Sucediam-se as ladeiras estreitas, a pique, e as curvas de meter medo. Deviam ser de sentido único, mas não eram, havia carros estacionados nas bermas, que obrigavam a perigosíssimas paragens e marchas atrás, para deixar passar quem vinha de frente. Ao lado viam-se as ribeiras emparedadas, em ziguezagues, sem o cuidado sequer de lhes arredondar os ângulos, o betão a invadir o leito dos rios.
Foi isso que me lembrou a tese de Ribeiro Teles, antiga e comprovada. As margens dos rios, com vegetação natural, a chamada mata ciliar, são uma espécie de esponja para as águas sujas que passam, funcionam como uma continuada estação tratamento, além de combaterem a erosão, tanto mais perigosa quanto maior o declive das águas que correm.

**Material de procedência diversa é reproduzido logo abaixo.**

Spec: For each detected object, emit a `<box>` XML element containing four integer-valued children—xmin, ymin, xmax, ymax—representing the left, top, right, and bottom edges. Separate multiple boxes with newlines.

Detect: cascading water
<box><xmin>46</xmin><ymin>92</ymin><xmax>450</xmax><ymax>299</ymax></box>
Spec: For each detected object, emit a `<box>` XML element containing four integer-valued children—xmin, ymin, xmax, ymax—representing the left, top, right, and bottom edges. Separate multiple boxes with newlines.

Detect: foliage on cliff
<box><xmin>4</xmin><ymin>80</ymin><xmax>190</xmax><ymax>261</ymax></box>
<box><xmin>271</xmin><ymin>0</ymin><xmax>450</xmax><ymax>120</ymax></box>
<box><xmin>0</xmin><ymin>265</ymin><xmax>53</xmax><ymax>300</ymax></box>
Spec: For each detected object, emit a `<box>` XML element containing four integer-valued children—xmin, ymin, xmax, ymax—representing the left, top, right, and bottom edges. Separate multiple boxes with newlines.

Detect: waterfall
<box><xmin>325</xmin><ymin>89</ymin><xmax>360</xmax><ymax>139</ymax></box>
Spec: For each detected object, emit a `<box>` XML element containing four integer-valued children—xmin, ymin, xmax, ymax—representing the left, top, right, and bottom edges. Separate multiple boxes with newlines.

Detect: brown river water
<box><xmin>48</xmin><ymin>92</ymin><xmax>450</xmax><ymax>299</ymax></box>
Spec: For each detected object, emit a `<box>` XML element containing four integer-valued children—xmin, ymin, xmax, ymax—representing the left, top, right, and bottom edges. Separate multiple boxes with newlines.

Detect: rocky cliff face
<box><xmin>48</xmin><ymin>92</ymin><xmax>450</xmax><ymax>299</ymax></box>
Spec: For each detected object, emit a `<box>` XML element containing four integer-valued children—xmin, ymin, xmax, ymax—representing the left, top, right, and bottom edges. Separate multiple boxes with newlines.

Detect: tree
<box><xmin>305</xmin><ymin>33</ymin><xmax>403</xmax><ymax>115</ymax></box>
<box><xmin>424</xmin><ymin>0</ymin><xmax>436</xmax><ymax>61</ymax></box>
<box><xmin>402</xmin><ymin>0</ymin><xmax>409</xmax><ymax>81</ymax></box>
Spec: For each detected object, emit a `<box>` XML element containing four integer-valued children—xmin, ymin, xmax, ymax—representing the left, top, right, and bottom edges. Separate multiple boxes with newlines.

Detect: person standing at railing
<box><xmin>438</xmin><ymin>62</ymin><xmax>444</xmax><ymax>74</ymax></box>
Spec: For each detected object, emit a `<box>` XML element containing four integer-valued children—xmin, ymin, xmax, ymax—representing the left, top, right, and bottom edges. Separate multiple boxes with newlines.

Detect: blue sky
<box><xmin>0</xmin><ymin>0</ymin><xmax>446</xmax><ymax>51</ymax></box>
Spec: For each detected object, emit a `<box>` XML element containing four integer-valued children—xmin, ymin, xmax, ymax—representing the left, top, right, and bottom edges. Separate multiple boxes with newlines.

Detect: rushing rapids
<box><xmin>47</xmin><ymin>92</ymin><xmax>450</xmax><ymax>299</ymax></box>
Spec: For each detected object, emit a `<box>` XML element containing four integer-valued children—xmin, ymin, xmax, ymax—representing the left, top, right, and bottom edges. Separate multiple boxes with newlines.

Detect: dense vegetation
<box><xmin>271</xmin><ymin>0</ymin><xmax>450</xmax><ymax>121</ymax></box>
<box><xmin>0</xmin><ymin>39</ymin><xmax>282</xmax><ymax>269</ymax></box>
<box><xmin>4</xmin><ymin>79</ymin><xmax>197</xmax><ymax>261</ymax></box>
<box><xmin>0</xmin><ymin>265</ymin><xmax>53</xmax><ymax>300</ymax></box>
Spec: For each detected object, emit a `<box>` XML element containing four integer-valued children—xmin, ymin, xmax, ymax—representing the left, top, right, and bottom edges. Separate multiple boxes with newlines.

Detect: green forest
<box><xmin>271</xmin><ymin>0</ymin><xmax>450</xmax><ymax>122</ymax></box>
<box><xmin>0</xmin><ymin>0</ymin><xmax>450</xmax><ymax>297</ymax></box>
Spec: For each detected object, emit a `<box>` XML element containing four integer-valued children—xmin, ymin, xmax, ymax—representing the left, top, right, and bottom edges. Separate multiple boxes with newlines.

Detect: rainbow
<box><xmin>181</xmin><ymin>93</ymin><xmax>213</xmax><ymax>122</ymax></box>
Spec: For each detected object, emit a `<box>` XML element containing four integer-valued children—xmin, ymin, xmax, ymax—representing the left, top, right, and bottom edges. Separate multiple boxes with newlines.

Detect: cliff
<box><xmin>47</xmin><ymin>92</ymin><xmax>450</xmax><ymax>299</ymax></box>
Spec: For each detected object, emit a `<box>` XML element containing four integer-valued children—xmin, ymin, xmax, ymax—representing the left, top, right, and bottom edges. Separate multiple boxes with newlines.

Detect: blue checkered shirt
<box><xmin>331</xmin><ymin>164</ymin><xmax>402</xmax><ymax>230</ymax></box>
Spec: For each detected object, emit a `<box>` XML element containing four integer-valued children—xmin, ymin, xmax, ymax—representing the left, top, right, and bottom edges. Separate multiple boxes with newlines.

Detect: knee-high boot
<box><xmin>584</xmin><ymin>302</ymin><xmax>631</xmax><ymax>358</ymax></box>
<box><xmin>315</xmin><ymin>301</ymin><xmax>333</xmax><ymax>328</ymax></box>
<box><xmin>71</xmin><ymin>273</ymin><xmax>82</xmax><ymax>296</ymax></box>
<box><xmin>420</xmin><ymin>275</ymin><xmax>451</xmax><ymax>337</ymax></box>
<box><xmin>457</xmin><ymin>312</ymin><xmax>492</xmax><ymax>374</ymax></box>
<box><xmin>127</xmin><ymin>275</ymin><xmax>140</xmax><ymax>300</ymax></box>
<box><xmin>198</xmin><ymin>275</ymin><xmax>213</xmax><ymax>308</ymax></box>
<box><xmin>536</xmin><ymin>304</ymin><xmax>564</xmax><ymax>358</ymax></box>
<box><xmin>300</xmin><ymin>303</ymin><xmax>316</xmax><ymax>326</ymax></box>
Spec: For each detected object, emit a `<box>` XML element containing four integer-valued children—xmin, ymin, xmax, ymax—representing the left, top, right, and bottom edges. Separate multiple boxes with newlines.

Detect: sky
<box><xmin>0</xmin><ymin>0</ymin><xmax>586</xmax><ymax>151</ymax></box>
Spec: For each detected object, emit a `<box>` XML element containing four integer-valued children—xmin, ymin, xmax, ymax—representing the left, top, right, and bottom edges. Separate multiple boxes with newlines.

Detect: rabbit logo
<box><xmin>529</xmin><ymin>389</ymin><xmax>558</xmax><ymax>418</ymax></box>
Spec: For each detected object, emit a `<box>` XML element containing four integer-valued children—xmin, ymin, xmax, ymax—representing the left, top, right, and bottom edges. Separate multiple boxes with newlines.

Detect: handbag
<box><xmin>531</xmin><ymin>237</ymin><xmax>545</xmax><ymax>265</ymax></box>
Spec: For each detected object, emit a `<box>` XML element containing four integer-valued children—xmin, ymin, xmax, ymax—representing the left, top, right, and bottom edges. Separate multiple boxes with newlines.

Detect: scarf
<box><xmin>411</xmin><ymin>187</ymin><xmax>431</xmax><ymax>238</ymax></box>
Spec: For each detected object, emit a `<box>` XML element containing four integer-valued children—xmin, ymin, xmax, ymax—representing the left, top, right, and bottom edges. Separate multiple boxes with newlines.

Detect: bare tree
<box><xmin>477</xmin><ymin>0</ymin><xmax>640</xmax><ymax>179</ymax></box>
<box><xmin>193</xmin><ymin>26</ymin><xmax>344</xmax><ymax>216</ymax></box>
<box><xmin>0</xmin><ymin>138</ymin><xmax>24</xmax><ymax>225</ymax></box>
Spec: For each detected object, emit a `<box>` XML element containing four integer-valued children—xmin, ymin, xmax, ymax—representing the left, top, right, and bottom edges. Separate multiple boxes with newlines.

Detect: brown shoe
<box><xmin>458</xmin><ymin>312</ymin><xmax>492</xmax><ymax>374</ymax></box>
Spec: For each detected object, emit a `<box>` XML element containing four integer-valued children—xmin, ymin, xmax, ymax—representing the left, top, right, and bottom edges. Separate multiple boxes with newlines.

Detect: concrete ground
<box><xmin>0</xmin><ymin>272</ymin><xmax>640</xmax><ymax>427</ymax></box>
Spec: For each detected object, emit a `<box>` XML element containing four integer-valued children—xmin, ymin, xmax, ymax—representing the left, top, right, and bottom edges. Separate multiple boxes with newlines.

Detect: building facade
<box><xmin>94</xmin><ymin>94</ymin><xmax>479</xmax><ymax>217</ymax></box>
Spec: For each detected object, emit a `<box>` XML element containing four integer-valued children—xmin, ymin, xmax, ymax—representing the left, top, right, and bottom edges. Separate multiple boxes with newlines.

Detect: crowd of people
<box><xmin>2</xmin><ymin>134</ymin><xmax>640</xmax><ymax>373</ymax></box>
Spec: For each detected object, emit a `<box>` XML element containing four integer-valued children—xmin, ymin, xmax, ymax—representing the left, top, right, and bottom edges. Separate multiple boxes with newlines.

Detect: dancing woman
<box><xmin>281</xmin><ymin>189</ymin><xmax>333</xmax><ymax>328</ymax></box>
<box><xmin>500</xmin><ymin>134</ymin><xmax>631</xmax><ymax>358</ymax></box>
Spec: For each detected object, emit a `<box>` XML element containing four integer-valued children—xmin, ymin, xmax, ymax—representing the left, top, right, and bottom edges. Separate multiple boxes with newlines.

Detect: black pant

As margens dos rios não gostam de ser aprisionadas pelo betão, um dia zangam-se, saltam para fora, levam tudo à frente, vingam-se.
Sim, sei que as catástrofes acontecem, não são culpa de ninguém. Não, não previ a tragédia, não sou cientista do ambiente.
Mas tenho bom senso. Alberto João Jardim vai ter agora ainda mais dinheiro para gastar. Alguém que o controle - precisa-se.